What You Need To Know

  • Onondaga County Legislature voted down a bill that would allow citizens to vote on a citizen led commission to redraw district maps.
  • Supporters of the bill call the current process gerrymandering and want more public input.
  • The Republican caucus supports non-partisan districting and has created a plan to be presented next week.

However, those who voted against it say they are committed to improving the county’s current process.

After a long and heated discussion at Tuesday’s legislature meeting, the bill to create a citizen-led commission to redraw legislative districts was defeated by the Republican-led legislature 11-to-6 along party lines.

The current process has elected officials and appointees to create the maps, and protesters say it has led to gerrymandering.

“They are drawing lines and maps in such convoluted ways that it precludes any sense of reason,” said NYCLU Regional Director, Yusuf Abdul-Qadir. “It precludes any sense that it’s a fair process.”

Fair Maps CNY is a group formed to back the bill.
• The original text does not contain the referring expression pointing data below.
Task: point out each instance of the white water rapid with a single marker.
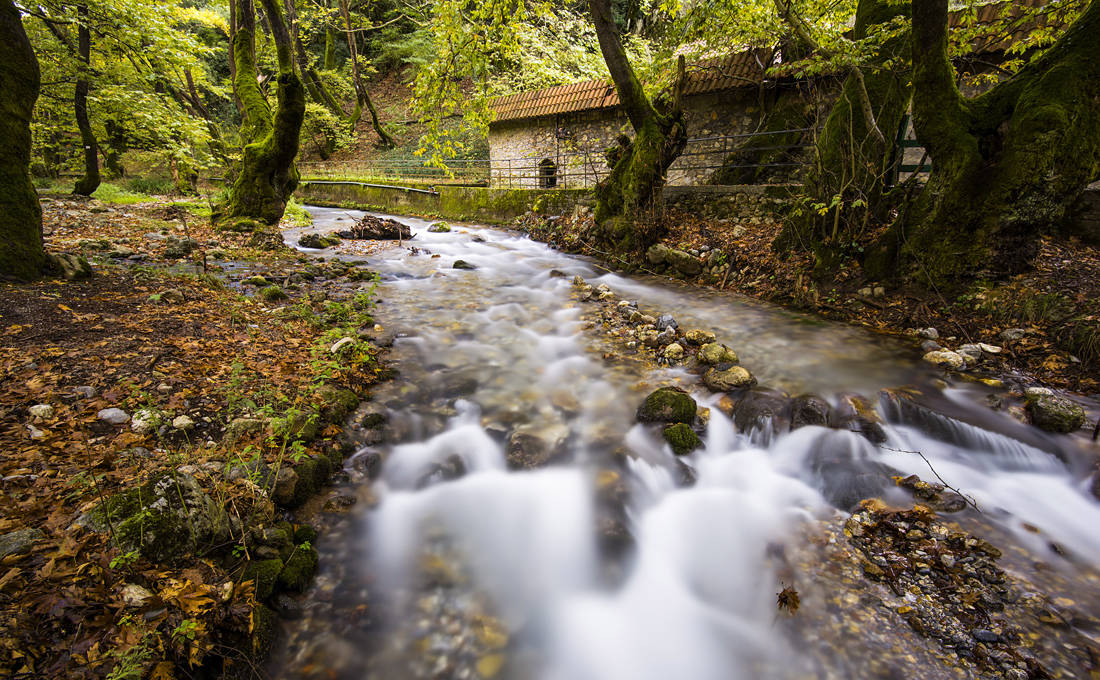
(605, 565)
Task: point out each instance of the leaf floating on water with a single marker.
(788, 600)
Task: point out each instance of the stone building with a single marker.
(554, 138)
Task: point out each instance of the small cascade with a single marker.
(524, 525)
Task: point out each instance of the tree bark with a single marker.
(266, 177)
(855, 152)
(362, 96)
(1007, 164)
(22, 255)
(639, 166)
(89, 182)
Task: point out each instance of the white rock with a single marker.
(43, 412)
(143, 421)
(946, 359)
(340, 344)
(114, 416)
(135, 595)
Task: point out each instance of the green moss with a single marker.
(668, 405)
(299, 569)
(265, 574)
(22, 255)
(681, 438)
(273, 294)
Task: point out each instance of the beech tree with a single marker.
(639, 165)
(1007, 164)
(22, 255)
(266, 176)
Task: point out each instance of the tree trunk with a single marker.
(266, 176)
(855, 152)
(362, 96)
(22, 255)
(89, 183)
(1007, 165)
(639, 165)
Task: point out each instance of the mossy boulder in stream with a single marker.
(667, 405)
(166, 519)
(682, 438)
(1055, 414)
(299, 569)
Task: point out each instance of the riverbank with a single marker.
(164, 421)
(1046, 322)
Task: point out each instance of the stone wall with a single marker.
(574, 143)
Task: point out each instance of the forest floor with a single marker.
(1056, 305)
(154, 366)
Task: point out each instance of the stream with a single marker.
(609, 563)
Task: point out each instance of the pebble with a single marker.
(114, 416)
(43, 412)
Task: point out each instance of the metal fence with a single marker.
(567, 168)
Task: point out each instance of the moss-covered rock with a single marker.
(713, 353)
(299, 569)
(336, 403)
(166, 519)
(667, 405)
(1055, 414)
(682, 438)
(264, 573)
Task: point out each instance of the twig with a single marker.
(969, 501)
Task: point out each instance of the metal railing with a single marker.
(565, 168)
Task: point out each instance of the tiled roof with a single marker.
(740, 69)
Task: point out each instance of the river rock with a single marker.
(19, 541)
(946, 359)
(114, 416)
(1055, 414)
(684, 262)
(681, 438)
(667, 405)
(167, 519)
(724, 380)
(673, 352)
(531, 447)
(699, 337)
(666, 337)
(809, 409)
(658, 254)
(318, 241)
(715, 353)
(970, 352)
(42, 412)
(378, 229)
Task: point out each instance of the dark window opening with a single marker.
(548, 174)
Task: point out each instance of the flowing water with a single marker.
(605, 565)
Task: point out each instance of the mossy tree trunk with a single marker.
(362, 96)
(638, 165)
(856, 151)
(22, 255)
(1007, 164)
(266, 176)
(89, 182)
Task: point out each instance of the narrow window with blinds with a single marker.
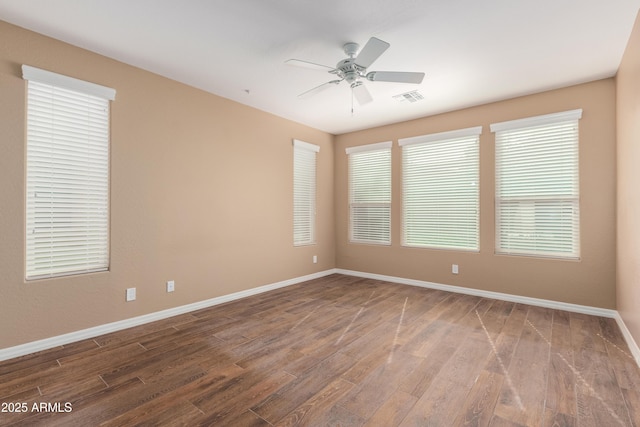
(370, 193)
(67, 188)
(537, 186)
(304, 193)
(440, 190)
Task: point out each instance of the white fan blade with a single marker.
(307, 64)
(395, 76)
(371, 51)
(318, 89)
(361, 93)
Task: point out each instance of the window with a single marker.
(304, 193)
(537, 186)
(440, 196)
(67, 200)
(370, 193)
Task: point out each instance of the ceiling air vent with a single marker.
(413, 96)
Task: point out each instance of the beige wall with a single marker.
(628, 115)
(590, 281)
(201, 193)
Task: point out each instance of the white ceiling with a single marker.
(472, 51)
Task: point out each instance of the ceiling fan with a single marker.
(353, 70)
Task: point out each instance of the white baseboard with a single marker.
(45, 344)
(576, 308)
(488, 294)
(633, 346)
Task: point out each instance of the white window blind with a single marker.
(537, 186)
(304, 192)
(370, 193)
(67, 201)
(440, 196)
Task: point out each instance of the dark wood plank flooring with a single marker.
(338, 351)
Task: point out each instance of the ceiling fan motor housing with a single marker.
(349, 70)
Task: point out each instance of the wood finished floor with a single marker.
(340, 351)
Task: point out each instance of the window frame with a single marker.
(447, 146)
(304, 192)
(540, 205)
(379, 233)
(67, 145)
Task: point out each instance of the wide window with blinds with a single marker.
(370, 193)
(304, 193)
(67, 194)
(440, 190)
(537, 186)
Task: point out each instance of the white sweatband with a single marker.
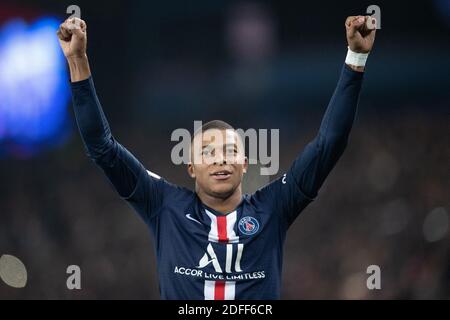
(356, 59)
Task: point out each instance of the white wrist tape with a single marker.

Members say the republican caucus signed a pledge to pass the bill.

“We need to restore the power to the people,” said Fair Maps CNY Organizer, Perrin Wasser. “We need to make sure that citizens are able to participate in redrawing these districts to make sure that everyone has fair representation.”

Republican lawmakers say the pledge they signed didn’t mention the bill. They are supporting nonpartisan and independent redistricting.
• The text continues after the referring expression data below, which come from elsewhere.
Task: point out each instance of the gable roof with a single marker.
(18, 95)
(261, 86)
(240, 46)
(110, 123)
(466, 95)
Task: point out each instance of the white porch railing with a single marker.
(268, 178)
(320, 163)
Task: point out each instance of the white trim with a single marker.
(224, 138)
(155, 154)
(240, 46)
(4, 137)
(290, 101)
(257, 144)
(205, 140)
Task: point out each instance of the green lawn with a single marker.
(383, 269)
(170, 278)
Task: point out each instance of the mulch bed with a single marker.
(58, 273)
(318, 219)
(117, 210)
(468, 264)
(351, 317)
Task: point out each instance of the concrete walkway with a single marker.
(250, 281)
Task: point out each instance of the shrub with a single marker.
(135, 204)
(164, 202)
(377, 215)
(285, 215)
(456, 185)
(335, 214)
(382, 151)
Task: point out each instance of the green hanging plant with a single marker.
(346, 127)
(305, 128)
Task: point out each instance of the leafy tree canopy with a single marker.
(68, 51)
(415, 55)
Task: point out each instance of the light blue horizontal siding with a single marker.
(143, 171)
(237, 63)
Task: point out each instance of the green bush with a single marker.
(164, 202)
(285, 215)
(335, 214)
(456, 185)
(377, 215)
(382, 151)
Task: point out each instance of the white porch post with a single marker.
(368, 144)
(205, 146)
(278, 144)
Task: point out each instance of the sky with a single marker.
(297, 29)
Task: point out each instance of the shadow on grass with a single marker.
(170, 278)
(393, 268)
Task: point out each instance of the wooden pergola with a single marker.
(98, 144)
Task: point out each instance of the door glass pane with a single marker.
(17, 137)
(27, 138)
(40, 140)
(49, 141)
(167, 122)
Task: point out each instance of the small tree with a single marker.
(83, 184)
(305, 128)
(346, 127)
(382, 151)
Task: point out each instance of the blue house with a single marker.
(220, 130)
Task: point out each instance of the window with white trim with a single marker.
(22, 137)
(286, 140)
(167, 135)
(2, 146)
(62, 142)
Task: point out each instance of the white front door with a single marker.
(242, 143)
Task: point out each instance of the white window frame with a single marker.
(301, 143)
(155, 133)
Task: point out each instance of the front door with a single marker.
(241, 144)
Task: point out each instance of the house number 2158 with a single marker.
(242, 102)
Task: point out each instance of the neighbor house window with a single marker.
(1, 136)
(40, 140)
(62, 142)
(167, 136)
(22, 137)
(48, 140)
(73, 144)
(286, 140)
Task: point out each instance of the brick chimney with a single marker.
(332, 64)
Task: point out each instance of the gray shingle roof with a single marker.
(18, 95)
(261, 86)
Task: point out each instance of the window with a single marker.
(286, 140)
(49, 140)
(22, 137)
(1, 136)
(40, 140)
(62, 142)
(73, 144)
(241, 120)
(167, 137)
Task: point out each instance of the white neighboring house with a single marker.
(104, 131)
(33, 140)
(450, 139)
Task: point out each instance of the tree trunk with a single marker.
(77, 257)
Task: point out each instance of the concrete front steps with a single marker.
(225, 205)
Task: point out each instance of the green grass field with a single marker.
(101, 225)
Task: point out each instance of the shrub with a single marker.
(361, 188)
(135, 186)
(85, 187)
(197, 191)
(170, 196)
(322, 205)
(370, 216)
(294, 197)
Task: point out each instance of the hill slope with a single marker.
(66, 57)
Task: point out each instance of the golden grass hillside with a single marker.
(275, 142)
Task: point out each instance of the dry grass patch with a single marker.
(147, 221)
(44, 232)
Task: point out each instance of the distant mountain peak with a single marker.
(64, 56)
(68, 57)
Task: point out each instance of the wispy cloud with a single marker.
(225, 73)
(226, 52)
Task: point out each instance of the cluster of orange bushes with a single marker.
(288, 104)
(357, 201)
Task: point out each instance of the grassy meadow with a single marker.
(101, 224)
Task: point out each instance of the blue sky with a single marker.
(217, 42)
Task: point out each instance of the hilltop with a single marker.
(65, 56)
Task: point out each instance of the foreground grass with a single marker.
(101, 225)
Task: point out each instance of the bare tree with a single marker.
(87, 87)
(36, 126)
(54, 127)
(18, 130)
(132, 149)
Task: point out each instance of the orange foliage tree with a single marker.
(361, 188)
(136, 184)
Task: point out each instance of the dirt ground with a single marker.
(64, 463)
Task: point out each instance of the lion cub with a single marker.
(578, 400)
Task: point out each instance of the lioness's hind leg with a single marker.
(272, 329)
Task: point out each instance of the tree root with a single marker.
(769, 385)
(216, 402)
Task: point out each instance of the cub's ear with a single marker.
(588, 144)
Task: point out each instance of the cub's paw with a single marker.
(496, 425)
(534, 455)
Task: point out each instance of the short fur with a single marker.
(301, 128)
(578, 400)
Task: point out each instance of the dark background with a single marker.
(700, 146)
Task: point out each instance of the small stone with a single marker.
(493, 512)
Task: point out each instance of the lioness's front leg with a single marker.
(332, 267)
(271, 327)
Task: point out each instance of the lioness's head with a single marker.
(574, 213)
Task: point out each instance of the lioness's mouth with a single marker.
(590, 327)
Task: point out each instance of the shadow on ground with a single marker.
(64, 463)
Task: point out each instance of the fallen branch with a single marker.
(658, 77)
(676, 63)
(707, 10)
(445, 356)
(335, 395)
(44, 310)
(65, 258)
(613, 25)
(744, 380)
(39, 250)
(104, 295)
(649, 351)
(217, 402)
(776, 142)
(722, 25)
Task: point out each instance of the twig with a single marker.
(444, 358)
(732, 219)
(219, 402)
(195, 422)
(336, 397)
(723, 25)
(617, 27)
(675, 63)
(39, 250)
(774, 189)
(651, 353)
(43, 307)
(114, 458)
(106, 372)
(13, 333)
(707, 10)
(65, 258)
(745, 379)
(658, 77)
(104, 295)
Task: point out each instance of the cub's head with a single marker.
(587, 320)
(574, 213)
“I think we have a good system, said Onondaga County Legislator Chairman, David Knapp. “It can absolutely be improved and that’s what we’re going to do.”
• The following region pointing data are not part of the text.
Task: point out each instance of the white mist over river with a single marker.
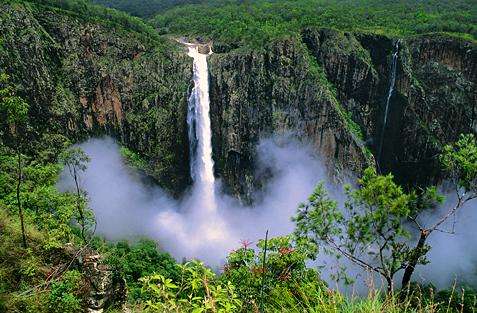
(207, 224)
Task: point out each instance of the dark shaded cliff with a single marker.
(434, 100)
(85, 78)
(255, 94)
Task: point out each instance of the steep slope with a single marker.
(434, 100)
(280, 90)
(87, 78)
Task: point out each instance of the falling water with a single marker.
(392, 82)
(202, 165)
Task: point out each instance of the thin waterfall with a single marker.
(392, 82)
(200, 134)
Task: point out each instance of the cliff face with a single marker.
(433, 102)
(255, 94)
(327, 87)
(86, 79)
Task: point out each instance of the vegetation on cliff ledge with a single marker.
(258, 22)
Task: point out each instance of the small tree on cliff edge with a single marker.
(15, 112)
(371, 231)
(76, 161)
(459, 161)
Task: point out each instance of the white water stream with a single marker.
(200, 134)
(392, 82)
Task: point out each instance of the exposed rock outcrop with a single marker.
(434, 101)
(257, 93)
(83, 79)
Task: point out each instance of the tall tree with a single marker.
(369, 232)
(373, 230)
(77, 161)
(459, 161)
(15, 112)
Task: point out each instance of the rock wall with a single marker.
(255, 94)
(434, 101)
(327, 87)
(86, 79)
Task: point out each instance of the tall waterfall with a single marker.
(392, 82)
(202, 165)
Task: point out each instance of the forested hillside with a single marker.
(257, 22)
(381, 94)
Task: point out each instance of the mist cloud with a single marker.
(127, 208)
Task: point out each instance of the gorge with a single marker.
(238, 156)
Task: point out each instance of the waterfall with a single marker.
(392, 81)
(198, 119)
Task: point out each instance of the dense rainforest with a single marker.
(382, 93)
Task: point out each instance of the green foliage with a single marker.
(459, 161)
(139, 260)
(143, 8)
(284, 272)
(77, 161)
(197, 290)
(370, 232)
(254, 23)
(90, 12)
(63, 295)
(13, 109)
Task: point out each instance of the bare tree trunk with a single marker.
(390, 283)
(417, 253)
(20, 209)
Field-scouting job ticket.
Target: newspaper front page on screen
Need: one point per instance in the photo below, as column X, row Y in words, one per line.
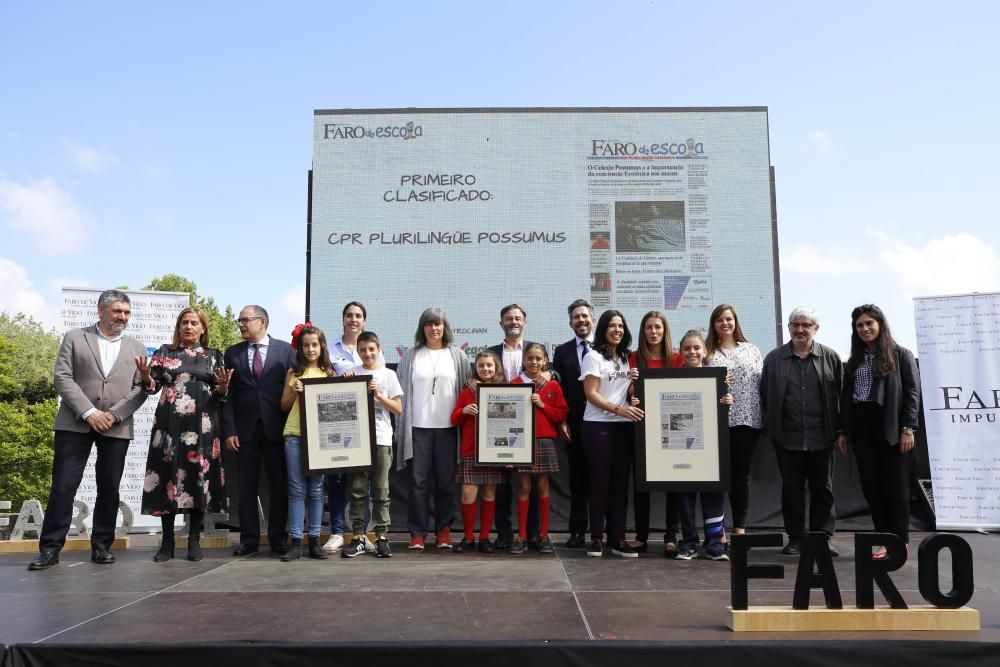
column 473, row 209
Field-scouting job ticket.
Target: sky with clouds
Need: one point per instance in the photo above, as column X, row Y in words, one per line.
column 138, row 139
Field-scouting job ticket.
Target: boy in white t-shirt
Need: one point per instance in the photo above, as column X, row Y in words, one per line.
column 386, row 390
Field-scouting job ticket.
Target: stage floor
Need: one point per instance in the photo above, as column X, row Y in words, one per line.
column 430, row 596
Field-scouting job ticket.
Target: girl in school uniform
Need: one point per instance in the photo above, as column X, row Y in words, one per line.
column 550, row 409
column 694, row 352
column 474, row 478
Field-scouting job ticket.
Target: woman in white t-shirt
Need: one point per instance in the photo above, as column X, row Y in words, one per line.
column 608, row 431
column 432, row 373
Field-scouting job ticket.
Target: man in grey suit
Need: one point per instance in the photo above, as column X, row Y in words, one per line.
column 252, row 426
column 96, row 379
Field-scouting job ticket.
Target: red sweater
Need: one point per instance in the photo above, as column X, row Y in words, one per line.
column 467, row 423
column 555, row 411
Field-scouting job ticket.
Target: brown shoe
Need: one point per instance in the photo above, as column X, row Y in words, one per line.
column 444, row 538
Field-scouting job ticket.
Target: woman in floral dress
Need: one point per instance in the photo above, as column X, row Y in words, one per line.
column 184, row 465
column 728, row 347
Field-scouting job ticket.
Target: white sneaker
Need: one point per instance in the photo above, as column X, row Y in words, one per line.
column 334, row 544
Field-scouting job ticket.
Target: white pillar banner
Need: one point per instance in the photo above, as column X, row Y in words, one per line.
column 958, row 338
column 152, row 324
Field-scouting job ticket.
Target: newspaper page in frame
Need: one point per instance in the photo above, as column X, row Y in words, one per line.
column 682, row 422
column 682, row 443
column 505, row 427
column 337, row 417
column 338, row 425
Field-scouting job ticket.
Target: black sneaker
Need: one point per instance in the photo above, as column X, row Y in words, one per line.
column 624, row 550
column 355, row 548
column 382, row 549
column 465, row 546
column 596, row 549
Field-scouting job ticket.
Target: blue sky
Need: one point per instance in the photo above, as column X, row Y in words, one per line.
column 137, row 139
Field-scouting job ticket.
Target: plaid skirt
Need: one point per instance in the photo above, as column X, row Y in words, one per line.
column 546, row 459
column 470, row 473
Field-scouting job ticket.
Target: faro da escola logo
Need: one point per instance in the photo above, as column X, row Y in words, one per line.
column 409, row 131
column 969, row 406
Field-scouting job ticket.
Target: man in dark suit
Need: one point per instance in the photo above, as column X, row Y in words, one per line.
column 800, row 395
column 513, row 319
column 566, row 362
column 96, row 378
column 252, row 425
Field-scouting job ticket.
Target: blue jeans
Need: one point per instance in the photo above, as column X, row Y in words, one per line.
column 301, row 486
column 336, row 486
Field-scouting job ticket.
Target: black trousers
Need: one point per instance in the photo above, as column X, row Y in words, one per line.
column 885, row 474
column 742, row 445
column 579, row 482
column 251, row 455
column 71, row 452
column 799, row 468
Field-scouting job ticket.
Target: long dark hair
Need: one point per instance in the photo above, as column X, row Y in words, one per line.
column 300, row 365
column 177, row 328
column 601, row 339
column 643, row 352
column 712, row 341
column 885, row 346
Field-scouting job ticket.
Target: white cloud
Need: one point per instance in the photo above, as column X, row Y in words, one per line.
column 953, row 264
column 56, row 285
column 91, row 160
column 19, row 296
column 822, row 141
column 294, row 301
column 42, row 210
column 816, row 260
Republican legislators recommend elected officials appointing individuals unaffiliated with a major party to be on the Reappointment Commission. They say their plan for redistricting will ban former or current elected officials from creating new maps.

“There were certainly some raw emotions out there, but this is very important to people. I understand. Hopefully, we can turn a corner and get back to regular business here next week,” said Knapp.

The plan will be presented at a Ways and Means committee meeting next Friday.